Nobel Prize-winning chemist Robert Curl, an internationally acclaimed scientist and nanotechnology pioneer whose 64-year career at Rice University made him one of the institution’s most beloved and respected figures, died July 3 in Houston at 88.
Curl, University Professor Emeritus and the Kenneth S. Pitzer-Schlumberger Professor Emeritus of Chemistry, spent most of his life at Rice. He earned a bachelor’s degree in chemistry from what was then the Rice Institute in 1954 and returned as an assistant professor in 1958 after his Ph.D. studies at the University of California, Berkeley and a brief postdoctoral stint at Harvard.
Curl was a physical chemist who used lasers, microwave radiation and other tools to study the structure of molecules and how they react. He, Rice’s late Richard Smalley and Britain’s Harold Kroto shared the 1996 Nobel Prize in Chemistry for the discovery of carbon-60, or “buckminsterfullerene,” a closed cage structure of 60 carbon atoms in the form of a soccer ball measuring about 1 billionth of a meter, or a nanometer, in diameter.
“The ‘buckyball’ discovery laid the foundation for Rice’s current leadership role in materials research,” said Tom Killian, dean of Rice’s Wiess School of Natural Sciences. “This fundamental research established a new field of organic chemistry and provided key inspiration for the ensuing rapid growth in the study of nanoparticles and nanomaterials and the emergence of nanotechnology.”
He was an extraordinary colleague, and despite his talent and his acclaim with the Nobel Prize, he was unfailingly modest and generous to other people with his time and attention. I think of him as the soul of our department. He made everybody around him better.
While in an undergraduate chemistry course, Curl learned about Kenneth Pitzer’s discovery of barriers to internal rotation about single bonds and decided to go to the University of California, Berkeley to work with Pitzer. Pitzer, who would become Rice’s third president in 1961, was Curl’s Ph.D. adviser and helped him get a postdoctoral position studying microwave spectroscopy with E. Bright Wilson at Harvard in 1957. Curl continued his studies after he was recruited to Rice as an assistant professor the following year. He would go on to spend most of his career studying the spectra, structures and kinetics of free radicals and other substances via spectroscopy.
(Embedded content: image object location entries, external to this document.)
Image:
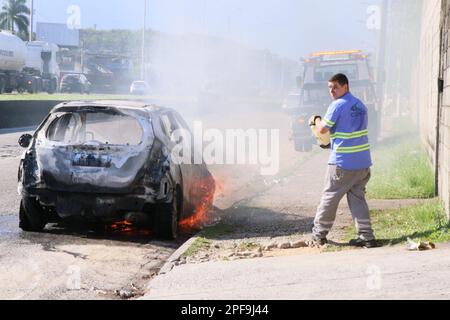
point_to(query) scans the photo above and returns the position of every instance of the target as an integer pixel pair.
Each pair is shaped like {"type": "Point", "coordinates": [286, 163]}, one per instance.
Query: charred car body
{"type": "Point", "coordinates": [109, 161]}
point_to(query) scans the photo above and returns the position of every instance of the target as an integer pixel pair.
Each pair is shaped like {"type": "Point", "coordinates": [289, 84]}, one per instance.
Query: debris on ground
{"type": "Point", "coordinates": [420, 245]}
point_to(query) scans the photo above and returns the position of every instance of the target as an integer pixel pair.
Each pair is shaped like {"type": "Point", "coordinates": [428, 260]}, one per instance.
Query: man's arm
{"type": "Point", "coordinates": [322, 129]}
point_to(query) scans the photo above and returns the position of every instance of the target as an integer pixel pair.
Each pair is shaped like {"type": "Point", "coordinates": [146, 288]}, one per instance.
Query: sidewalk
{"type": "Point", "coordinates": [383, 273]}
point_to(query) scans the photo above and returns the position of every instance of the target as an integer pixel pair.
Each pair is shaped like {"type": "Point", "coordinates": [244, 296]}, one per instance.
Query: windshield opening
{"type": "Point", "coordinates": [94, 128]}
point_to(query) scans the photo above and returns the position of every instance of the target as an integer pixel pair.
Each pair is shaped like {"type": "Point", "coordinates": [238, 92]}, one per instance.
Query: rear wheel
{"type": "Point", "coordinates": [167, 218]}
{"type": "Point", "coordinates": [31, 215]}
{"type": "Point", "coordinates": [303, 147]}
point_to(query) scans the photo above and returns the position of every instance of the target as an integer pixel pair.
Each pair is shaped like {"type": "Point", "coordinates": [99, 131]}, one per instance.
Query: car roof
{"type": "Point", "coordinates": [116, 104]}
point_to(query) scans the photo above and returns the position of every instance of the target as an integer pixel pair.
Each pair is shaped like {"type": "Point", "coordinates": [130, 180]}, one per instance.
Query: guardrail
{"type": "Point", "coordinates": [16, 114]}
“He would never have called himself a nanotechnologist,” said James Heath ’88, president of the Institute for Systems Biology in Seattle and the principal graduate student involved with the buckyball discovery.
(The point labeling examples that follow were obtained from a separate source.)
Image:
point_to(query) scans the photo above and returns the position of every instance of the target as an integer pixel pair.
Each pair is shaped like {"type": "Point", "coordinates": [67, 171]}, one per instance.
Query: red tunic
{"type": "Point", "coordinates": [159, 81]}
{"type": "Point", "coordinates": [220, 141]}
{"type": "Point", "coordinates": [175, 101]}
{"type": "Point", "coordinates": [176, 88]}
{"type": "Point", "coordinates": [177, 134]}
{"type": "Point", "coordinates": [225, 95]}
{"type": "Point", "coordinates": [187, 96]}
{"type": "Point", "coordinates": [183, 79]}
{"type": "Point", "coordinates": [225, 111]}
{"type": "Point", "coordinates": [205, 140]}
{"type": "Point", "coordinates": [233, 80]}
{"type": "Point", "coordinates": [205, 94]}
“You’ve got physical chemistry, where people work on various levels of quantitation,” Heath said. “And then you’ve got spectroscopy, which is the most quantitative aspect of physical chemistry. And that is really what Bob loved.”
Despite retiring in 2012, Curl continued to work and was regularly seen on campus. Rice chemist Bruce Weisman described Curl as a constant presence at seminars through the most recent semester. “It’s really remarkable because these are not big events, with famous people speaking,” Weisman said. “These are part of our graduate program where students get to talk about their research, mostly to other students. Bob, despite having been retired for a long time and having no obligation to do this, would come just to satisfy his curiosity about what was going on, and also help the students.
“He was an extraordinary colleague, and despite his talent and his acclaim with the Nobel Prize, he was unfailingly modest and generous to other people with his time and attention,” Weisman said. “I think of him as the soul of our department. He made everybody around him better.”